1. > Enormes manifestations à Bagdad contre la guerre israélo-américaine au Liban, 9 août 2006, 16:50
oui et il faut encore élargir le champ, par exemple au Pakistan. La politique des Etats-Unis dans la région s’est traduite par un fiasco gigantesque, une mobilisation sans précédent des peuples, les arabes qu’ils soient chiites ou sunnites, mais aussi les peuples d’origine turque, perses comme les iraniens et les tadjiks... L’union de la Russie et de la Chine, union économique mais aussi défensive, est en train d’opérer un renversement d’alliance...
Nous voyons le monde à travers le prisme européen, celui d’une alliance stratégique avec les Etats-Unis, nos médias sont dans ce camp-là.
Le drame est qu’il va y avoir dans cette logique encore beaucoup de sang, de malheur pour des pauvres gens, mais ineluctablement les Etats-Unis et israël finiront par être balayés.
C’est à ce demander si les dirigeants actuels d’Israël n’ont pas choisi la politique qui fut celle de l’OAS en Algérie, empêcher par des moyens terroristes que puisse se construire une Algérie indépendante où auraient coexistées les populations autochtones et celles issues de la colonisation de masse. La solution que je préconise et qui fut celle de l’Afrique du Sud de Nelson Mandela, me parait de moins en moins crédible, celle de deux Etats ayant été balayée par les mêmes, non seulement Sharon, mais ses complices de gauche.
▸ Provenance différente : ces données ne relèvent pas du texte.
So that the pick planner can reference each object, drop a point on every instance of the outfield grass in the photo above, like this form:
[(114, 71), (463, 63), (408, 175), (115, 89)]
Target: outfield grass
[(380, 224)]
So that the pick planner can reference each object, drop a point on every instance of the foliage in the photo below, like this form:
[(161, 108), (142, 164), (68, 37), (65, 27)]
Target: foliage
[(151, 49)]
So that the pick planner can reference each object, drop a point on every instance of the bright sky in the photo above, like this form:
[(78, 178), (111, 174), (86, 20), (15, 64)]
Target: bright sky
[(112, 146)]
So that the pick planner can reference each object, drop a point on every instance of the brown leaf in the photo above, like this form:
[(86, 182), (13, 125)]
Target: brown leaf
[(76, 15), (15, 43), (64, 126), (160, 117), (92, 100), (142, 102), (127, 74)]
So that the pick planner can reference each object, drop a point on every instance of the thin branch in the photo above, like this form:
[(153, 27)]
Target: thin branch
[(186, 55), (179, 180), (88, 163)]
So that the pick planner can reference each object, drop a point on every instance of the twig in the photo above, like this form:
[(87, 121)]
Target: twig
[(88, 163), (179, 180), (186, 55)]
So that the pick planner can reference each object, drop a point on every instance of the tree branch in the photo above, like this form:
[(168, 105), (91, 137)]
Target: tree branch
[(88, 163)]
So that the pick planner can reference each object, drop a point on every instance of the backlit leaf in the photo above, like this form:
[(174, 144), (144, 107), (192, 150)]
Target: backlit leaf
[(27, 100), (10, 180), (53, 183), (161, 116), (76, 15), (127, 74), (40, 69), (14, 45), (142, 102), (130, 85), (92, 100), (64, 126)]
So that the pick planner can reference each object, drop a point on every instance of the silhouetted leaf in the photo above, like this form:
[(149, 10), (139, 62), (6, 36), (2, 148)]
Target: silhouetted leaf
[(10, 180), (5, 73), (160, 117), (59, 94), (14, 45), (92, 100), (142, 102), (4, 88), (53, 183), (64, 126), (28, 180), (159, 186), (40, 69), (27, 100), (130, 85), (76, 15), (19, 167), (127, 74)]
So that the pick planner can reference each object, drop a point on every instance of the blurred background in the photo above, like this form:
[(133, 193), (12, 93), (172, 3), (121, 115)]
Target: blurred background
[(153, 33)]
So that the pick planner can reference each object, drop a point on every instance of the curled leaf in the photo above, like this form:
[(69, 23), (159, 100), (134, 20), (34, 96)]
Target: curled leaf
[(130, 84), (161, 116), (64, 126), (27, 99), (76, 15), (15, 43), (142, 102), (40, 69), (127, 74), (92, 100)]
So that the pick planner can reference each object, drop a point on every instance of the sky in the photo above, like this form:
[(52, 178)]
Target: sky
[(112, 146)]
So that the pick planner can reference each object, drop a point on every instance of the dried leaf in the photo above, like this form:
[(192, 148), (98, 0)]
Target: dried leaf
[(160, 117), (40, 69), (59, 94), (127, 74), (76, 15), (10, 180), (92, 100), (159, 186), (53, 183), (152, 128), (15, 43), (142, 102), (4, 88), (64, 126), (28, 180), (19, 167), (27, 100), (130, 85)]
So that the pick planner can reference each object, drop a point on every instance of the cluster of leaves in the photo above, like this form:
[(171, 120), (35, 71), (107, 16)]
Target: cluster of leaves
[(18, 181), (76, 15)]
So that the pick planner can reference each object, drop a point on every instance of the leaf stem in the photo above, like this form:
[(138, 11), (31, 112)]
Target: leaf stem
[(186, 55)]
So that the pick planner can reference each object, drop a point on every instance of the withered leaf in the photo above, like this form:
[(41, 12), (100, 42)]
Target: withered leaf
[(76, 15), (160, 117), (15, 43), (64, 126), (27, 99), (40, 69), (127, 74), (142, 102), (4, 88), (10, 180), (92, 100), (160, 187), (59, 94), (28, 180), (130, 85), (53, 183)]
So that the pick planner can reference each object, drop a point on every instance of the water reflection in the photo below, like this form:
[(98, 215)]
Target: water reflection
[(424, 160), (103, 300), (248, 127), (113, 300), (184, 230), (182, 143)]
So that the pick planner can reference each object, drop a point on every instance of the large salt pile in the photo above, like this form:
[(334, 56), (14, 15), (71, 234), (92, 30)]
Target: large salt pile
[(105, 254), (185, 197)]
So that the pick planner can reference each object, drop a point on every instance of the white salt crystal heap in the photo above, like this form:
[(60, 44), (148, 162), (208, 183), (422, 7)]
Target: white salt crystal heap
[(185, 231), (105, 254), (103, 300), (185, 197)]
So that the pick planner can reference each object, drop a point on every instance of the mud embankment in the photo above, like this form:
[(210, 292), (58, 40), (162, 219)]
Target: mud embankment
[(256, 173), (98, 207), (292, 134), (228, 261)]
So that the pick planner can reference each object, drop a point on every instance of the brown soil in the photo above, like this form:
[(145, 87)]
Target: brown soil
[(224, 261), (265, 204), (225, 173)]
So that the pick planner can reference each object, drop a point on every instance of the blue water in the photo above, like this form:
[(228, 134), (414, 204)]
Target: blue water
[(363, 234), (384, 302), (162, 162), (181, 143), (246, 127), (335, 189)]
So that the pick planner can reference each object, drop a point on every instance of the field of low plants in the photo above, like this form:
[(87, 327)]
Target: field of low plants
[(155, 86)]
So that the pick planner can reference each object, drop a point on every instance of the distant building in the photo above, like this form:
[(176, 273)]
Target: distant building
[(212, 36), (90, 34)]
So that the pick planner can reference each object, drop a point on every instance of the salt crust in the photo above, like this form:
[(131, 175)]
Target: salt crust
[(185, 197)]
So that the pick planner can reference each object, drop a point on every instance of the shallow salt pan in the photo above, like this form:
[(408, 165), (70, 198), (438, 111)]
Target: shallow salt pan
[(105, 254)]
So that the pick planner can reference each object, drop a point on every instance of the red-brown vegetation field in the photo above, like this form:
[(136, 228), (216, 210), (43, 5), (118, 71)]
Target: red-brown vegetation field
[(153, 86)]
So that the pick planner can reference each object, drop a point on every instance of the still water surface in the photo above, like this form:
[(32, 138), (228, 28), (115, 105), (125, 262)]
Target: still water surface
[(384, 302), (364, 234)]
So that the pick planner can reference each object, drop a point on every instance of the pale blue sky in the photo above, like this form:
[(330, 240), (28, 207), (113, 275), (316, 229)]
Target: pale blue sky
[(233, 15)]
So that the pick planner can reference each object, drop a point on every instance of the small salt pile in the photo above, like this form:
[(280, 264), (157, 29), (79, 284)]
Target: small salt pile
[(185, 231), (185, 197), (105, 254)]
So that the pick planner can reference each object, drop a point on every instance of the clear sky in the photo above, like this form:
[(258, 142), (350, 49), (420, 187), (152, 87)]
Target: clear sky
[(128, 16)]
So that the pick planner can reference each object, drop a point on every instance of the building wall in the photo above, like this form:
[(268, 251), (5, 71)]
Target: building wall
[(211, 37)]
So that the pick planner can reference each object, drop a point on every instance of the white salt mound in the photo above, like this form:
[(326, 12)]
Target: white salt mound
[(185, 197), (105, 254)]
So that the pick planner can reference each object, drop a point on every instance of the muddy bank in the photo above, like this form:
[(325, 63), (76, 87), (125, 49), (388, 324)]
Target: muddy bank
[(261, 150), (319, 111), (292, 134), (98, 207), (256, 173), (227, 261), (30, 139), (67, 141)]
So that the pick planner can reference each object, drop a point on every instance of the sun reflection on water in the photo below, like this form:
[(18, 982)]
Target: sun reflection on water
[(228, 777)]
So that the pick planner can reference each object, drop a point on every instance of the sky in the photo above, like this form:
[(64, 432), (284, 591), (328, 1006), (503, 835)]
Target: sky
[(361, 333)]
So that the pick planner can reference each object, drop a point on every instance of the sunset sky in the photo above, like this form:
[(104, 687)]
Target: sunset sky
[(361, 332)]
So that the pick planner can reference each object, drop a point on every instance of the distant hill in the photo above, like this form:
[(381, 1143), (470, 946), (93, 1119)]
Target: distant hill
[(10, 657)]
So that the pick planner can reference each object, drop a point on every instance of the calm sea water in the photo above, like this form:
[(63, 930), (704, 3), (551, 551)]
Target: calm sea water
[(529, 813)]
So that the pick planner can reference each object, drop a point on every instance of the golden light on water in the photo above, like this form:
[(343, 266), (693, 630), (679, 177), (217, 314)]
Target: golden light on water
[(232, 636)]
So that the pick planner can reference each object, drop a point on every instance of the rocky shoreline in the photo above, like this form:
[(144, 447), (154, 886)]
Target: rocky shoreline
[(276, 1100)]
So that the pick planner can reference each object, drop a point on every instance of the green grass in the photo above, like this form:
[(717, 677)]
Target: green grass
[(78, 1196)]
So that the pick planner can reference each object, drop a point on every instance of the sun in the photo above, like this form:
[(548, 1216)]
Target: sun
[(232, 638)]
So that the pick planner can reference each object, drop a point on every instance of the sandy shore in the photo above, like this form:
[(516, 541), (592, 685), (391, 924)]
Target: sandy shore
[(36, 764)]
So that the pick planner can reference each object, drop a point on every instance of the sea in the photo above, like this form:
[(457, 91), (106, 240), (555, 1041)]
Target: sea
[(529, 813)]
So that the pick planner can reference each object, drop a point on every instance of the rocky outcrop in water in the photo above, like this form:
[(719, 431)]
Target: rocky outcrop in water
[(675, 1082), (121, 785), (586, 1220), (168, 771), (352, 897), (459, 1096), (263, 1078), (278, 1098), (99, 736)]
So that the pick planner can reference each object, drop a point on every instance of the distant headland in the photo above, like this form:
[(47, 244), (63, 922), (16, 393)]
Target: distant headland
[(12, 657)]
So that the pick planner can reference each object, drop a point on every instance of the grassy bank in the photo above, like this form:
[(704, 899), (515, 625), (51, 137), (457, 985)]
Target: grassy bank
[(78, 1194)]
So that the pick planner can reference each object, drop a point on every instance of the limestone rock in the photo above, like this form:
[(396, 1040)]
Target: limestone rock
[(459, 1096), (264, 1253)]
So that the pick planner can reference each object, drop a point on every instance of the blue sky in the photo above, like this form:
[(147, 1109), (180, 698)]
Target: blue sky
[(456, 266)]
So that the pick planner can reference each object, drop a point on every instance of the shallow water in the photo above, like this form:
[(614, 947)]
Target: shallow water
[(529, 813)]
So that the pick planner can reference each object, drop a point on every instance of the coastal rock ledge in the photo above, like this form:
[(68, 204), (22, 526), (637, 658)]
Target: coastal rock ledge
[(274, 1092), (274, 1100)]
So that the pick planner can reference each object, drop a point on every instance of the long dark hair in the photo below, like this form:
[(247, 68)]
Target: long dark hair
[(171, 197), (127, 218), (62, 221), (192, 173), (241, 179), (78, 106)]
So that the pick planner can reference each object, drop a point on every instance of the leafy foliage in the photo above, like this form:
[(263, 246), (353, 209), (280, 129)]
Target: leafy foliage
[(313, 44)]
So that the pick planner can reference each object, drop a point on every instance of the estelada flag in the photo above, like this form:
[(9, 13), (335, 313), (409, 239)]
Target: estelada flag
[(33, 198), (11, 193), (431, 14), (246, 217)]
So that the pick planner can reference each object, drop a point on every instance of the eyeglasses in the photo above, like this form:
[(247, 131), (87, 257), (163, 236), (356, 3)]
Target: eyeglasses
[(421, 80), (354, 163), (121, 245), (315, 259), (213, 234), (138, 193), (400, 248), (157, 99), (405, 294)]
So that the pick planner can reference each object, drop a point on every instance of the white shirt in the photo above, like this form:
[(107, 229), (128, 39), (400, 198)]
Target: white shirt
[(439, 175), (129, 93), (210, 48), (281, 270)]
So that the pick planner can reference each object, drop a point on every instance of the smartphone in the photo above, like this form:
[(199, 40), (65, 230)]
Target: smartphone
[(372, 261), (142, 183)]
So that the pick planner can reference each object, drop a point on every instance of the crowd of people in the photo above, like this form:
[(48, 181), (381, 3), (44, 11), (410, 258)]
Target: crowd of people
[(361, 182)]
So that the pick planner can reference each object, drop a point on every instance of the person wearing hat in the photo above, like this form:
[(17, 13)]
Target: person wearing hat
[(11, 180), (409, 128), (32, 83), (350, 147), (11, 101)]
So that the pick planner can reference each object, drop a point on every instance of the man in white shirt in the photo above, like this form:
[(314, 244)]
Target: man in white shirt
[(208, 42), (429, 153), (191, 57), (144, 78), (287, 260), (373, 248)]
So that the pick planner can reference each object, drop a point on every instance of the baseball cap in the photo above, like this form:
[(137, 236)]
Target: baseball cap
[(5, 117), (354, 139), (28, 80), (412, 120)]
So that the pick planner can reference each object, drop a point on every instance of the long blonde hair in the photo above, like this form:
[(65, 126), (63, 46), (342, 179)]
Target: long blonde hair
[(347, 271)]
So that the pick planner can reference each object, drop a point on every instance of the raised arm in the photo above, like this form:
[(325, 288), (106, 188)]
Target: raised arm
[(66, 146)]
Le hizbollah, après l’Irak, sont en train de faire la preuve de la non invincibilité des armées suréquipées. L’impact psychologique de cette résistance populaire va être très forte, l’est déjà, et si Israël et les Etats-Unis sont en train de faire la preuve de leur faiblesse autant que de leur nocivité, les autocrates arabes ne doivent pas se sentir à l’aise non plus. Pour la première fois, une force s’est dressée qui ne se contente pas de plaindre les Palestiniens mais agit.